We got to the incredible litany in Hebrews 11 of those who have lived by faith, living with the “assurance of things hoped for, the conviction of things not seen.” Having read of Abraham, Moses and Rahab, our study group shared those in our lives who had lived by faith. We talked about parents and grandparents, aunts and uncles, coaches, teachers, friends, scout leaders, pastors and Christian educators. For us it was not the giants of the faith, like Moses, who had made a difference in our faith journey. It was the ordinary people who trusted God with their lives at home, at work and in the community. Here were the saints who taught us to pray and to trust that God listens to prayer. Parents had embodied compassion and giving. A granddad had a huge garden, which the grandchildren helped nurture and harvest. Granddad always filled boxes of produce to take to people who had to stretch every dollar. A mother made her son include the unpopular kid in his birthday party, with whom he remains friends as an adult.
The “saints” are not exemplary people but garden-variety Christians who love Jesus Christ and seek to follow as Jesus’ disciple. Who are the people in your life who were or are the saints who have shown you how to be a Christian disciple?
Hebrews 11:39 reads: “Yet all these, though they were commended for their faith, did not receive what was promised, since God had provided something better so that they would not, apart from us, be made perfect.” This is an astonishing statement.
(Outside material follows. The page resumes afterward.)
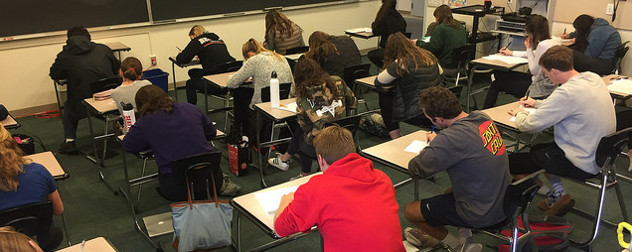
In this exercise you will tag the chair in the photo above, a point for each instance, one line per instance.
(298, 49)
(618, 57)
(351, 73)
(607, 151)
All those who have gone before us, and who live faithfully now, are only made complete, made whole, made perfect as we continue to run the race of faith. The saints of the faith are like a crowd in a huge stadium, row after row, shouting, clapping and urging us to keep on running. “Surrounded then as we are by these serried ranks of witnesses, let us strip off everything that hinders us, as well as the sin which dogs our feet, and let us run the race that we have to run with patience, our eyes fixed on Jesus the source and the goal of our faith” (Hebrews 12:1-2a, J.B. Phillips translation).
My grandsons started running cross-country this year. They are both well acquainted with being at the back of the pack. At a cross-country meet, I stood towards the end of the track to clap and to cheer. As the last ones struggled to complete the last eighth of the two-mile course, there was a boy who fell and did not get up. The team coach saw him, helped him up and told him to simply walk for a bit. “Now jog,” she said. As the people on the sidelines saw what had happened, they started to cheer him on. “Come on, you can make it. … Just a little further. … Way to keep at it.” The boy’s face lit up and he did pick up his pace slightly, and with his coach beside him made it to the finish line.
All the saints are like a cross-country team. It is not who finishes first. The team only wins when every member of the team finishes the race. And it is an accomplishment just to run the miles.
We are the saints, the ordinary yet vital people of faith. We are needed to teach and live out Christ’s love, mercy and justice. Of course, for us, it is a marathon of our whole lives. It can be a struggle to make it up the steep grade towards forgiveness. Sometimes we fall exhausted from caring for loved ones and strangers. But we can make it.
We make it by laying aside what hinders us. We leave regret and guilt behind because we are a forgiven people. We leave blame behind because all it weighs us down. We outrun the sin that dogs our heels because we are keeping our eyes fixed on Jesus, who cheers us on with all the saints.
Rosalind Banbury is the interim pastor of Tinkling Spring Presbyterian Church in Fishersville, Virginia.